The Document Understanding Subnet is a pioneering, decentralized system dedicated to advanced document understanding tasks, designed to streamline document processing. Leveraging a multi-model architecture of vision, text models, and OCR engines, it aims to set a new standard in document comprehension while providing an open and accessible alternative to proprietary solutions.
- Checkbox and Associated Text Detection - Currently live and operational on SN-54, outperforming industry standards like GPT-4 Vision and Azure Form Recognizer.
- Highlighted and Encircled Text Detection - Detects and extracts highlighted or circled text segments accurately.
- Document Classification - Automatically identifies document types (e.g., receipts, forms, letters).
- Entity Detection - Extracts key details such as names, addresses, phone numbers, and costs.
- JSON Data Structuring - Compiles and formats extracted data into a concise, readable JSON file, significantly reducing document review time.
This system will bring efficiency to document processing workflows by combining these capabilities, enabling faster, more efficient, and decentralized document analysis.

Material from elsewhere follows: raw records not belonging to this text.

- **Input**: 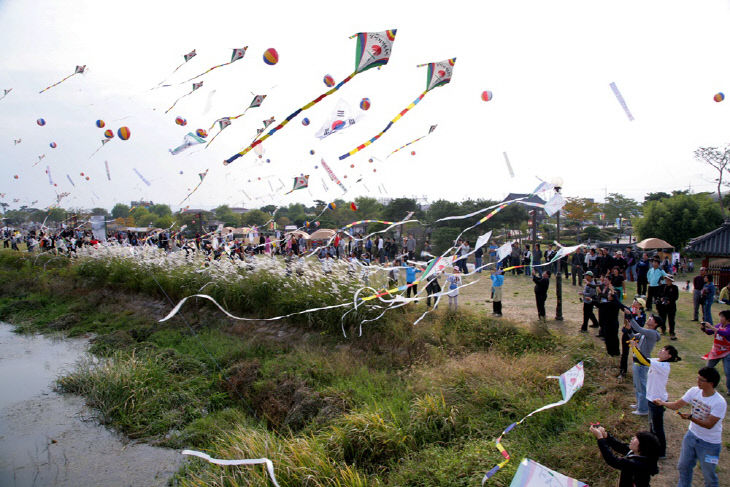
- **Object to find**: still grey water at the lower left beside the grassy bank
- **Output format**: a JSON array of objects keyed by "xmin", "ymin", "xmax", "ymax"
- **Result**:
[{"xmin": 0, "ymin": 323, "xmax": 183, "ymax": 487}]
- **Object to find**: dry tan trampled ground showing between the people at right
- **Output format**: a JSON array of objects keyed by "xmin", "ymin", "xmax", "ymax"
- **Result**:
[{"xmin": 459, "ymin": 266, "xmax": 730, "ymax": 486}]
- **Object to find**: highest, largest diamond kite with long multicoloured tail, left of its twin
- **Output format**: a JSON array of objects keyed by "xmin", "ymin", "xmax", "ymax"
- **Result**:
[{"xmin": 224, "ymin": 29, "xmax": 396, "ymax": 165}]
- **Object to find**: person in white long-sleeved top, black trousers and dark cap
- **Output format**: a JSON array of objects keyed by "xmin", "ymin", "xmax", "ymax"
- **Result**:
[{"xmin": 646, "ymin": 345, "xmax": 682, "ymax": 458}]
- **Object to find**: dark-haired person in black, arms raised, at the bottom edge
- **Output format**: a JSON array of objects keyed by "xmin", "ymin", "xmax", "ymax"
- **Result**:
[{"xmin": 590, "ymin": 425, "xmax": 659, "ymax": 487}]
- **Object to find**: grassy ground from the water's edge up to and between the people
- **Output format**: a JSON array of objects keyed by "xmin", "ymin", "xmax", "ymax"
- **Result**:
[{"xmin": 0, "ymin": 252, "xmax": 730, "ymax": 487}]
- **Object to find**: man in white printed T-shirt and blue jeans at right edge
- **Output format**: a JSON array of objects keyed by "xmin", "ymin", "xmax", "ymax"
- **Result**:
[{"xmin": 656, "ymin": 367, "xmax": 727, "ymax": 487}]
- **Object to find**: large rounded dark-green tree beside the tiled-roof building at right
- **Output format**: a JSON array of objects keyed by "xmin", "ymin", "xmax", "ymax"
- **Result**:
[{"xmin": 634, "ymin": 193, "xmax": 723, "ymax": 249}]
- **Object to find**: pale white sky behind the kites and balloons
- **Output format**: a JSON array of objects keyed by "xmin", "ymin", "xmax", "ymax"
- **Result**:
[{"xmin": 0, "ymin": 0, "xmax": 730, "ymax": 213}]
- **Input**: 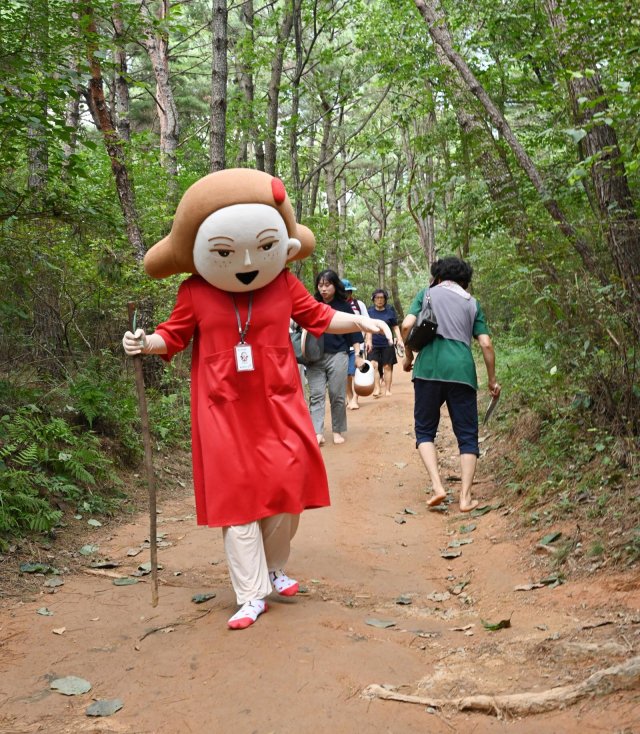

Currently, checkbox and associated text detection are fully operational on Testnet, with additional features in development.
The system consists of two primary components:
-
Validator
- Equipped with a Dataset with Ground Truths:
- The validator randomly selects an image along with its corresponding ground truth data.
- This image is then sent to the miner for processing.
- Equipped with a Dataset with Ground Truths:
-
Miner
- Vision Model: Processes the image to detect checkboxes, returning their coordinates.
- OCR Engine and Preprocessor: Extracts text from the image, organizes it into lines, and records the coordinates for each line.
- Post-Processor: Integrates the checkbox and text coordinates to associate text with each checkbox.
- The Validator retrieves an image and its ground truth, keeping the ground truth file and sending the image to the miner.
- The Miner processes the image using models and a post-processor, then returns the output to the validator.
- The Validator evaluates the result based on:
- Time Efficiency: Scores the miner based on processing time, benchmarked against a low-end machine (8 GB RAM, dual-core).
- Accuracy: Scores based on the overlap of detected checkbox and text coordinates with the ground truth, along with text content matching.
To set up the Document Understanding project:
-
Clone the repository:
git clone https://github.com/TatsuProject/Document_Understanding_Subnet.git cd Document_Understanding_Subnet
-
Install required dependencies:
pip install -r requirements.txt pip install -e .
-
Install Tesseract (for miners only):
sudo apt-get install tesseract-ocr
-
Install the YOLO Checkbox Service (for miners only):
Follow the steps in the link below to install the service:https://github.com/TatsuProject/yolo_checkbox_detector
After installation, ensure the service is running on the same machine as the miner.
-
Start the Validator:
python3 neurons/validator.py --netuid 236 --subtensor.network test --wallet.name validator --wallet.hotkey default --logging.debug
-
Start the Miner:
python3 neurons/miner.py --netuid 236 --subtensor.network test --wallet.name miner --wallet.hotkey default --logging.debug
-
Start the Validator:
python3 neurons/validator.py --netuid -- --subtensor.network finney --wallet.name validator --wallet.hotkey default --logging.debug
-
Start the Miner:
python3 neurons/miner.py --netuid -- --subtensor.network finney --wallet.name miner --wallet.hotkey default --logging.debug
For more in-depth information, refer to the Technical Guide.
This project is licensed under the MIT License - see the LICENSE file for details.